I’m not sure why I buy toys for He’en when there’s a perfectly good supply of leptoglossus occidentalis crawling around whenever the weather gets above freezing. This afternoon He’en announced from the bathroom, “MOM! Dere is a STEEN-k-buhG on da faucet.”  [Henceforth I will will use the traditional spelling, but you, gentle reader, must promise to pronounce it, in your head, “STEEN-k-buhG.”]

I sighed inwardly and shifted Dragon Girl onto my hip.  “Okay, should we put him outside?”

“Yesss.”

Thence followed a one-handed search for an appropriate buglift. We concluded that a paper Dixie cup would do the trick. “I wan’ take him out my-SEF,” He’en insisted.

“Okay, but stay on the porch, please.” We are enjoying a mild day after the recent snowstorms, so I released He’en and her Dixie cup onto the front porch.  She sat there for a while, turning the cup this-way and that-way, examining its inhabitant. I settled down to feed Dragon Girl, which was just foolish, because Helen immediately reappeared inside, still cradling both cup and cargo.

“Please can I yook at him on da utha pawch [other porch]?”

Sure, why not. So I relocated both He’en and stinkbug* to the sunny south porch. She sat out there for quite a while, lifting and turning her hands in the mellow afternoon light while the stinkbug climbed up and down her aqua sweatshirt with the sparkly butterfly on the front.  (Being no idiot, the stinkbug had, by this time, abandoned his Dixie cup for warmer climes.)
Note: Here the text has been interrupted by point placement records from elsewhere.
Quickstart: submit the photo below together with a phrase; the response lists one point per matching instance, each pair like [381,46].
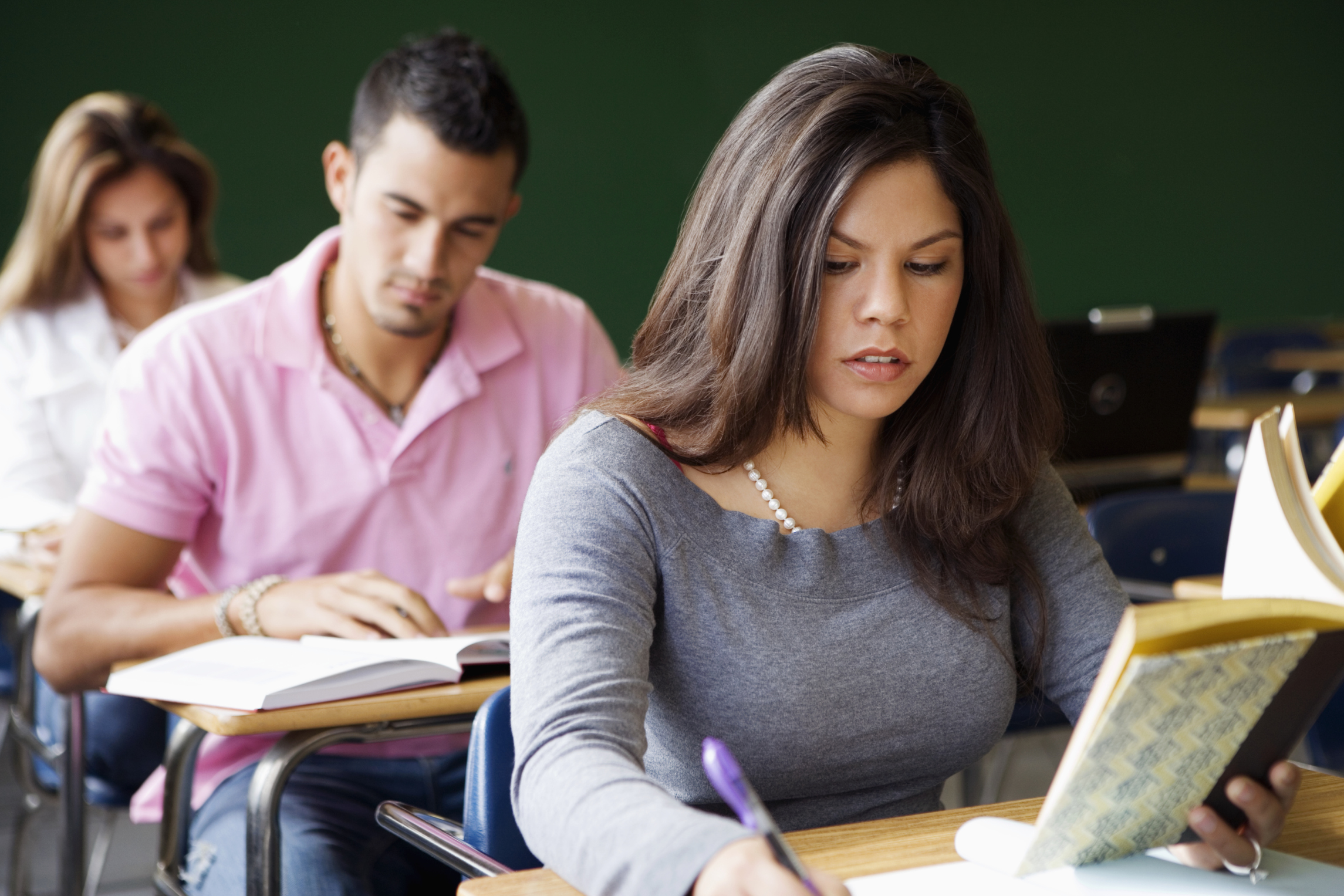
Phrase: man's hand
[349,605]
[1265,813]
[494,585]
[749,868]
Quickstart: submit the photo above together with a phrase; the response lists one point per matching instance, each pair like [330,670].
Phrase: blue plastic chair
[488,841]
[1161,535]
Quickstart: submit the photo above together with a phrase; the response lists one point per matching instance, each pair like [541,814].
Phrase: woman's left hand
[1265,813]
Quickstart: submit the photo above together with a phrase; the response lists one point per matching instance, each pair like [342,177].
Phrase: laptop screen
[1129,391]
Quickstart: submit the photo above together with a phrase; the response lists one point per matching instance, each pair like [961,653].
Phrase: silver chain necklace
[397,413]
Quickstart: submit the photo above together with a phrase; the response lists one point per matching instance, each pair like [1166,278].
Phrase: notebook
[273,674]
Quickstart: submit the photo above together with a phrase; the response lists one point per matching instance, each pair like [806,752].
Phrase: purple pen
[726,776]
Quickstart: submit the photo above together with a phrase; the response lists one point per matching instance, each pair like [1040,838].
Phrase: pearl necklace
[782,516]
[768,496]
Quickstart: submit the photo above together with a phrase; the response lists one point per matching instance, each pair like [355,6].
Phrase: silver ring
[1252,871]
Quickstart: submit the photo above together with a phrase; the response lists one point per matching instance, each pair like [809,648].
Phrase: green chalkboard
[1182,155]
I watched through the window, wondering if stinkbugs really do stink. I figured we would find out pretty soon. Helen’s outdoor mania regularly requires me to research things that hop and crawl; I knew the bug wouldn’t bite or sting.  I frankly was more worried about the bug than my child. Helen’s ROR with insects has, in the past, resulted in more than one mortally crippled fellow-traveler and subsequent mercy killing.  But she was very gentle with this one.

After a time, she re-entered the house with the stinkbug perched on her wrist like a microscopic falcon.

“He’s pwiddy,” she announced.

The stinkbug twitched an antennae in cheerful agreement.

Surprised, I agreed as well. “Yes, he is pretty. What is your favorite part of him?”

She raised her wrist to her nose, went a little cross-eyed, and decided, “Da gode [gold] on his back.”

I took a closer look myself. Indeed, he had a beautiful pattern on his back. “I like his little stripes. Helen, it will be a great gift to you, your whole life, if you can see something pretty where other people can only see an icky old bug.”

She huffed a short laugh, a disconcertingly adult sound from a four-year-old.

“I can see da pwiddy,” she assured me with total confidence.

May it always be so.
 
 
Photo courtesy of University of Rhode Island, R.A. Casagrande.
 
*It's actually a Western Conifer Seed Bug, not even related to the true stinkbug. It may get stinky when nervous, but it eats only tree sap.